Evolocumab
Evolocumab
Generic Name
Evolocumab
Mechanism
- Selective PCSK9 inhibition: binds circulating PCSK9 and prevents it from binding to LDL‑receptor (LDLR) on hepatocytes.
- Receptor recycling: preserves LDLR on the hepatocyte surface, increasing clearance of LDL‑C from plasma.
- Result: significant reduction in LDL‑C levels (≈45‑60 % with standard dosing) and a modest decline in other atherogenic lipids.
Pharmacokinetics
| Parameter | Approximate Value | Comments |
| Absorption | Rapid after subcutaneous injection | Bioavailability ~80 % |
| Distribution | Large volume (~300 mL/kg) | Predominantly extracellular |
| Metabolism | Proteolytic catabolism | As a protein drug |
| Elimination | Half‑life ≈ 12–14 days (depending on dose) | Supports dosing every 2–4 weeks |
| Special Populations | No need for dose adjustment; renal/hepatic impairment minimal impact | Pregnancy category C; caution in pregnancy/lactation |
Indications
- Heterozygous familial hypercholesterolemia (HeFH) or homozygous FH with LDL‑C levels that remain above target despite maximally tolerated statin therapy.
- Statin‑tolerant patients with atherosclerotic cardiovascular disease (ASCVD) requiring LDL‑C reduction.
- Post‑acute coronary syndrome (ACS) patients as part of intensive lipid‑lowering strategy.
- CMC guidelines support Evolocumab for high‑risk ASCVD patients who do not achieve LDL‑C goals with standard therapies.
Contraindications
- Known hypersensitivity to Evolocumab or any of its excipients.
- Pregnancy/Lactation: Not recommended; data insufficient.
- Active infection: Particularly in patients with severe inflammation (antibody‑mediated).
- Immunocompromised patients: Monitor for infections; not contraindicated but warrants caution.
Warnings
• Immunogenicity: rare anti‑drug antibodies may reduce efficacy.
• Injection‑site reactions: can occur; educate on rotation sites.
Dosing
- Standard regimen:
- 75 mg subcutaneously every 2 weeks, or
- 150 mg subcutaneously every 4 weeks.
- Initiation: first dose via health‑care professional; thereafter patient self‑injects at home.
- Supplement: May be given with maximally tolerated statins or ezetimibe to maximize LDL‑C reduction.
- Dose adjustment: Not routinely needed; adjust if significant LDL‑C decline occurs without adverse effects.
Adverse Effects
- Common (≥10 %)
- Upper respiratory tract infection
- Injection‑site reaction (rash, erythema, pain)

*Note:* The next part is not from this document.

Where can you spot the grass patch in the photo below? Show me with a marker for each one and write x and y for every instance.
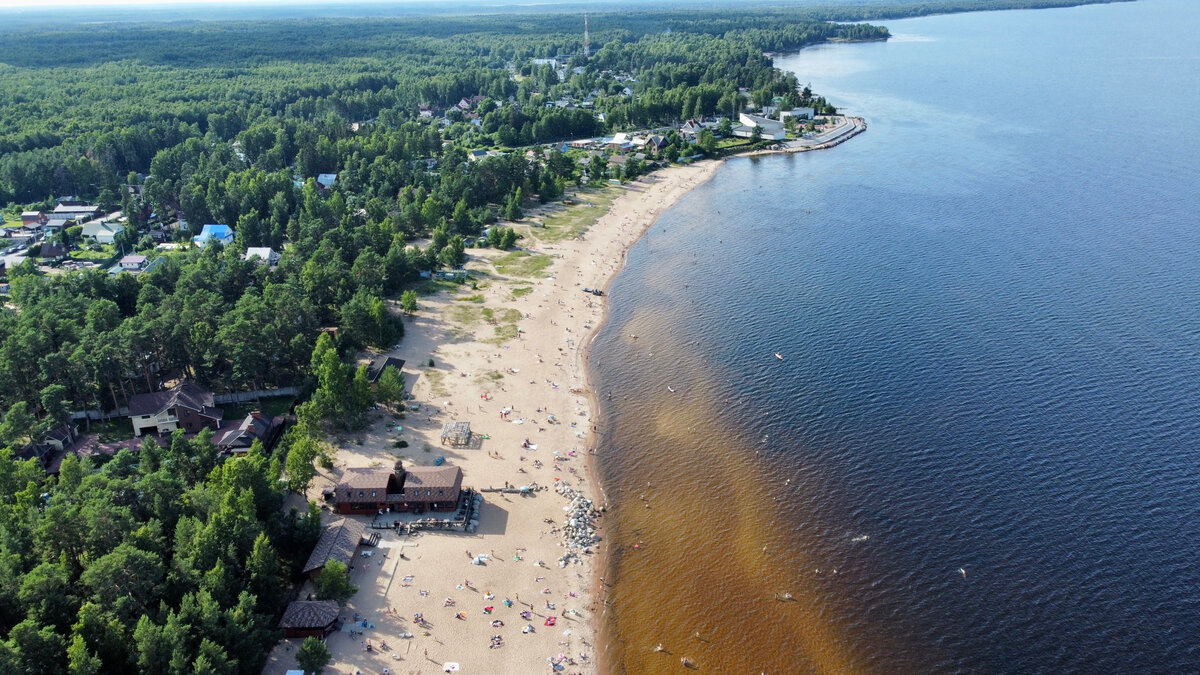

- Headache, nasopharyngitis
- Serious
- Hypersensitivity reactions (anaphylaxis)
- Severe infections (case reports of invasive bacterial infections)
- Amyloidosis (very rare)
- Rare
- Autoimmune disorders (e.g., lupus‑like syndrome)
- Livedo reticularis
Monitoring
- Baseline & periodic lipid panels: LDL‑C, HDL‑C, total cholesterol, triglycerides.
- Liver function tests: ALT/AST, occasionally bilirubin.
- Anti‑drug antibodies: In patients with loss of response.
- Routine labs: CBC, serum creatinine to monitor overall health and compliance.
- Clinical: Record injection‑site reactions, signs of infection, or allergic symptoms.
Clinical Pearls
- “When the Statin Falls Short”: If LDL‑C remains >100 mg/dL after high‑dose statin plus ezetimibe, add Evolocumab to achieve >50 % LDL‑C reduction.
- “Dose Flexibility”: Patients who miss a 2‑week dose can simply advance the next dose; a 4‑week interval is acceptable.
- “Injecting at Home”: Teach proper subcutaneous technique—use pre‑filled 3 mL syringes, clean the skin, and rotate arm/leg sites.
- “Pregnancy Counseling”: Discuss risk/benefit; drug is not metabolized like small molecules but caution remains until more safety data is available.
- “Drug‑Drug Interaction”: No significant interactions; clearance is via proteolysis, not CYP enzymes.
- “Adherence Boost”: Align dosing with other medications; set reminders to help patients maintain a strict schedule.